Despite New York chest-beating, I don't believe booing a team has much effect on them — most of them are too focused and too good at what they do (and, in some cases, too rich and dumb) to give a rat's ass what the civilians in the seats think. But the effect on us is easier to see — that anger bounces off its targets and winds up back on us, eroding the joy of watching a beautiful game played on green grass under spring skies. I'm not opposed to booing the home team when they've earned it — I once booed Braden Looper so hard that something tore in my throat and I couldn't talk above a whisper for 36 hours — but Jesus Christ, too many of us booed Johan Santana after his first home start. If you'd like to see where this bad road leads, take I-95 south for a bit. On the whole, I'd rather not be a Philadelphia.
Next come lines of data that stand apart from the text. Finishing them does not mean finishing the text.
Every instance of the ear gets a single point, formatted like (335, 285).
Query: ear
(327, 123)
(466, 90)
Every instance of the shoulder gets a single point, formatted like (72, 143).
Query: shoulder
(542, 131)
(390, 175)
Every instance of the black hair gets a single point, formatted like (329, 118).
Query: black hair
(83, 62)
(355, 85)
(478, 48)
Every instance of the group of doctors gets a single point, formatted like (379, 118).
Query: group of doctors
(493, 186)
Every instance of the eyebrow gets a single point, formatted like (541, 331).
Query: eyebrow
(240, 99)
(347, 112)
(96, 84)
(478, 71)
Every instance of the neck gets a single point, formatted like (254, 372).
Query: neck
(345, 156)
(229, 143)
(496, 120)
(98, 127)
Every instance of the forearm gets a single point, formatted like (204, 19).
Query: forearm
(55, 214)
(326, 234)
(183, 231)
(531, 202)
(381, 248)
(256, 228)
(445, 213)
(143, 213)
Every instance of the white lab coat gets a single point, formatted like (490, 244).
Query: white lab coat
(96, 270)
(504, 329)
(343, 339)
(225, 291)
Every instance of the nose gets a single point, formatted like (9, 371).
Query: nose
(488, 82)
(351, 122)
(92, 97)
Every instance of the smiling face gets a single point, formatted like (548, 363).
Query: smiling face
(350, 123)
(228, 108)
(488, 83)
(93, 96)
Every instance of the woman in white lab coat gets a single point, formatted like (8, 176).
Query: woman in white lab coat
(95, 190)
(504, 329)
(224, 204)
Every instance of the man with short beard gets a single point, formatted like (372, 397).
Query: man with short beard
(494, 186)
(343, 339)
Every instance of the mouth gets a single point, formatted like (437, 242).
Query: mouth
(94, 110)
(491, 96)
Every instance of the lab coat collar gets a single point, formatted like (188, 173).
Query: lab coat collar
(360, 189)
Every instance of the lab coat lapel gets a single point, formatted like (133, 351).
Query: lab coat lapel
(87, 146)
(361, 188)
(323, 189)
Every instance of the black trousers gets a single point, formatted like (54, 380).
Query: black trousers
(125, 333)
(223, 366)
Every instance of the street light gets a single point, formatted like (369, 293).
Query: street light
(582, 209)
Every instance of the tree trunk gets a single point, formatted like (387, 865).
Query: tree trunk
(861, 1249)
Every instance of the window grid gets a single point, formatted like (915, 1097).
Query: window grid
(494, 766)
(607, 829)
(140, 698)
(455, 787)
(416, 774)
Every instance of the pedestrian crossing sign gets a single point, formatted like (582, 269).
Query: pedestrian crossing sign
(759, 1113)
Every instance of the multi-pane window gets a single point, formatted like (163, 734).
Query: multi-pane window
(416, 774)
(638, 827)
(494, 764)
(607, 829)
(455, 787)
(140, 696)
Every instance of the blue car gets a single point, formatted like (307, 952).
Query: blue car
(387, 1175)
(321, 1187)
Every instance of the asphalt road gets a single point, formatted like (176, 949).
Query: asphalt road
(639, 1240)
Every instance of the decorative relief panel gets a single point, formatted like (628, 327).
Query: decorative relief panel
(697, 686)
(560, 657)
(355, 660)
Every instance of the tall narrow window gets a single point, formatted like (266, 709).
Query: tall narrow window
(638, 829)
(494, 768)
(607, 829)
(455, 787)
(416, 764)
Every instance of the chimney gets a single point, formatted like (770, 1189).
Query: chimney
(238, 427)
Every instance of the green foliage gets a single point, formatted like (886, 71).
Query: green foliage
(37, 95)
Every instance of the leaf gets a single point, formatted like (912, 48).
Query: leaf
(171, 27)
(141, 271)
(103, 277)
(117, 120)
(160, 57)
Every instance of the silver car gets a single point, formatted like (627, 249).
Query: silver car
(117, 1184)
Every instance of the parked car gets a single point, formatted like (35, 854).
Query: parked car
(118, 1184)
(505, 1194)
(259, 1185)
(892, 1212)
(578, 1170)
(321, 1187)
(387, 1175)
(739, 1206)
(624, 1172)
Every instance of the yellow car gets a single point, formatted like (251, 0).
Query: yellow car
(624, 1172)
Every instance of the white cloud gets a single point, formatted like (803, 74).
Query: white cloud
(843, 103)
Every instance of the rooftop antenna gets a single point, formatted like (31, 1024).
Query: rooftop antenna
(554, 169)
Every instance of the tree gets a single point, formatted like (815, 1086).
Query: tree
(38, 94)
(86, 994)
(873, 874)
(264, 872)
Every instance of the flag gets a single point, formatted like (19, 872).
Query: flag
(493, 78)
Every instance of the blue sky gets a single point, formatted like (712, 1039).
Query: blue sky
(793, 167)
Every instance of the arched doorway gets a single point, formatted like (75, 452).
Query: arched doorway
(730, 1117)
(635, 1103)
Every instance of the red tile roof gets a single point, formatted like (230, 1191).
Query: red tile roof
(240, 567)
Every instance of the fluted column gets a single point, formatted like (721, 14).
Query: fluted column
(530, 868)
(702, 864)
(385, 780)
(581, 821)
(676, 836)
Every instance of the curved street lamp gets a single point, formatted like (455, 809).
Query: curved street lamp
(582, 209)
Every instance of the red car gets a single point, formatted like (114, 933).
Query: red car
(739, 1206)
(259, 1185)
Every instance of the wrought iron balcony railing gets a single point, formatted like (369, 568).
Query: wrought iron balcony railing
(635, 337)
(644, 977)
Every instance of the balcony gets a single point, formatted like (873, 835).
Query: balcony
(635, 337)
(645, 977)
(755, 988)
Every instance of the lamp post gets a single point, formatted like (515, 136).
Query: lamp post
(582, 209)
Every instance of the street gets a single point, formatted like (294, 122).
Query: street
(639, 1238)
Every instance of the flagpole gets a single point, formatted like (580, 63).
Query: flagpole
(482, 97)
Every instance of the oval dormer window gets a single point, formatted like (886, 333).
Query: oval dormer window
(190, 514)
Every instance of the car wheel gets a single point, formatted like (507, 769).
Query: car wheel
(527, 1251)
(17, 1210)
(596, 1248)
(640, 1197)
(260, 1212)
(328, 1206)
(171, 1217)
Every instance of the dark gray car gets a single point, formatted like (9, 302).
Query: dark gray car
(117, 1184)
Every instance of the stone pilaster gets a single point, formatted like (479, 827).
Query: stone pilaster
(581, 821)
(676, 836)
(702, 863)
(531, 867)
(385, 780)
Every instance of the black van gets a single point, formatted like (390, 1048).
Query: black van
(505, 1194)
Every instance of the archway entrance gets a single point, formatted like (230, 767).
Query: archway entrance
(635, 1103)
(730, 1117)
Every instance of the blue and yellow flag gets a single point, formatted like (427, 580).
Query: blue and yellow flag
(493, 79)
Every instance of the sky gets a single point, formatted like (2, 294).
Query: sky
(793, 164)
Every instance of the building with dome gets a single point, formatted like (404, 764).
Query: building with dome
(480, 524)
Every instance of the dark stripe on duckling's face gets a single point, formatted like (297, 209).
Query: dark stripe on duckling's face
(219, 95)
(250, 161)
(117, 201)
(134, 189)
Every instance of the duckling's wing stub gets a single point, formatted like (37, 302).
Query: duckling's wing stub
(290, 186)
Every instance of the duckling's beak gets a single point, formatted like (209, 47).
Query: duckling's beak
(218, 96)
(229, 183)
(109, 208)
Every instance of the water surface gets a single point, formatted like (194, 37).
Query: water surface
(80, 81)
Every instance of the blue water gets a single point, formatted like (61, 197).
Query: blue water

The alternative? It's to do the hardest thing of all: Let go.
That's what the Mets themselves seem determined to do. Yesterday afternoon, as Ben Shpigel reports in the Times, Carlos Beltran told Reyes it was time to “be the Reyes you’ve always been. Forget what people say, what they write about you, what people think. Just be you.” A couple of hours after that, Reyes had four hits and the Mets finally looked alive again. Tonight he rocketed a home run and greeted Beltran, returned to the dugout after his own decisive home run, with a Reyesian handshake. Beltran, meanwhile, continued to be the Beltran he's never been: “We’re happy he’s doing it again. We don’t care if other teams get offended.”
Whether this is wise or unwise is something we'll find out. But I know this much — it's better than playing lead-britches baseball while waiting for the booing to start again. And there's where we have our part to play. Given last September, the decision makers remain under scrutiny, as does the clubhouse. (About what, Mr. Delgado? Your apparent boredom in the face of failure, for openers.) But surely we don't have to referee these things on a pitch-by-pitch basis. If Jose can let go and offer Mister Fantastic handshakes, if Carlos can let go and let Nats and Marlins and Phils and Braves take offense, maybe we can let go and wait for something good to happen.